You may have read about pop-science journalist Jonah Lehrer who was fired by The New Yorker and had his book recalled over plagiarism issues. Since then, he's also been exposed for publishing inaccurate quotes, incorrect narrative, and doing nothing to correct errors once they were identified.
So it should come as no surprise that an outfit called The Knight Foundation just paid him $20,000 for his public apology. Message to earth: "Go ahead and lie, it's profitable.

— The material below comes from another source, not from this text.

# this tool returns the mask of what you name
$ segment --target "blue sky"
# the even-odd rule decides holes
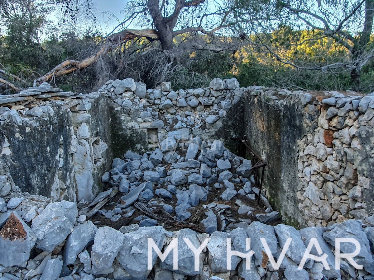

From fallen evangelists repenting their sins, to cheating celebrities who find Jesus, and politicians having secret affairs and taking bribes, lying is big business. Ironically, it's not much of a stretch to see why. At some level, all of us know the system itself is fundamentally deceitful. Honest worker bees lose their life savings overnight in an investment "scandal" where nobody beyond janitor pay scale gets prosecuted. Whistle blowers go to jail while those they exposed go to parties. Banks steal, cheat and lie; homeowners go into bankruptcy. Why not lie yourself, then? That's what the system seems to be built for and that's what our hero's model. Lance Armstrong anyone?
Of course, it's all a game. But here's the problem for us. Someone else is making up the rules. So, how can we hope to win? Easy, actually. Just play a different game.
In the lying game winning comes through accumulation. Get money, get fame, get praise. OK, let's just set a different goal, like, truthful sharing. Share your gifts, give appreciation to others, acknowledge your own inherent self-worth. Bingo.
Lie and you live in fear of being exposed. Truthfully enjoy what you have, where and who you are, and you live in contentment. And, you experience personal empowerment, because no one and nothing can take away that choice. Only you can do that, but why would you, when it's so much more fun to share than compete?
Ask anyone whose doing it and they'll agree. So, go ahead and share. It's profitable!